Diğer taraftan, "Biz, çocuklarımızı okula göndereceğiz ama onların iş gücüne ihtiyacımız var, okul masraflarını da karşılayacak paramız yok." diyenler için de şartlı nakil transferi yoluyla, doğrudan çocukların annelerinin hesabına para yatırarak o çocukların da eğitimle buluşması, eğitim haklarını sonuna kadar kullanması için gerekli desteği sağladık ve bundan sonra da sağlamaya devam edeceğiz.
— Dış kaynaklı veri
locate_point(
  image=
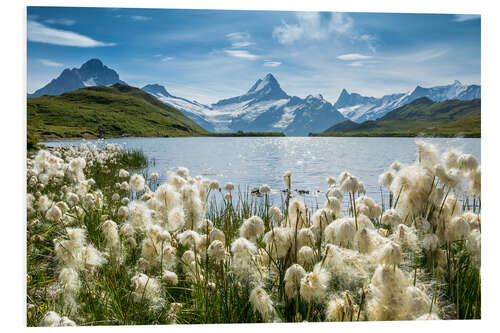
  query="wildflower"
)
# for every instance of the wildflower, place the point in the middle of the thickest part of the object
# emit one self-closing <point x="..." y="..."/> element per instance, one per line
<point x="189" y="238"/>
<point x="262" y="303"/>
<point x="170" y="278"/>
<point x="50" y="319"/>
<point x="137" y="183"/>
<point x="457" y="228"/>
<point x="214" y="185"/>
<point x="275" y="212"/>
<point x="313" y="285"/>
<point x="467" y="162"/>
<point x="305" y="256"/>
<point x="110" y="230"/>
<point x="297" y="214"/>
<point x="229" y="187"/>
<point x="430" y="242"/>
<point x="216" y="250"/>
<point x="278" y="241"/>
<point x="123" y="212"/>
<point x="396" y="166"/>
<point x="386" y="179"/>
<point x="350" y="185"/>
<point x="252" y="228"/>
<point x="147" y="288"/>
<point x="341" y="308"/>
<point x="450" y="159"/>
<point x="217" y="234"/>
<point x="287" y="179"/>
<point x="390" y="254"/>
<point x="293" y="276"/>
<point x="305" y="236"/>
<point x="183" y="172"/>
<point x="391" y="218"/>
<point x="53" y="214"/>
<point x="265" y="189"/>
<point x="123" y="173"/>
Bu ülkenin, gerçekten, şu an baktığımızda iyi yetiştirilmiş insan gücüne olan ihtiyacı her şeyin üzerindedir ve diğer önemli, kritik olan başka bir konu da şudur: Birkaç yıl içerisinde bile -kendimizi izliyoruz- artık, bu ülkenin genç nüfusunun en yüksek olduğu yıllardayız. İki yıl önce ülkedeki medyan yaş yirmi dokuzdu, bu sene otuz oldu ve çok iyi biliyoruz ki bu seneden itibaren önümüzdeki yıllarda yirmi yaşın altındaki, yirmi beş yaşın altındaki genç sayısı gittikçe azalacak, yaşlı nüfus artacaktır. Ondan dolayı, gelin, tüm tartışmaları bir kenara bırakalım, bu ülkedeki eğitim sisteminin niceliğiyle ilgili, niteliğiyle ilgili konuları bir tartışma mülahazası yapmadan, söyleyeceğimiz eleştirileri en sonuna kadar söyleyerek ama tüm sorunları bir eğitim zemini içerisinde, eğitimin kendi paydası içerisinde, kendi ortak zemini üzerinde konuşmaya devam edelim.

Hepinizi saygıyla selamlıyorum.

Eğitim bakanlarımızın? En sonunda bir kez daha söyleme ihtiyacı duyuyorum, bu ülkede beşinci kez göreve gelen Millî Eğitim Bakanımıza ben de sonuna kadar başarılar diliyorum ve şu ana kadar bu ülkede görev yapan -daha önce- bu ülkedeki millî eğitim bakanlarının ortalama süresi iki yılı bile bulmuyordu.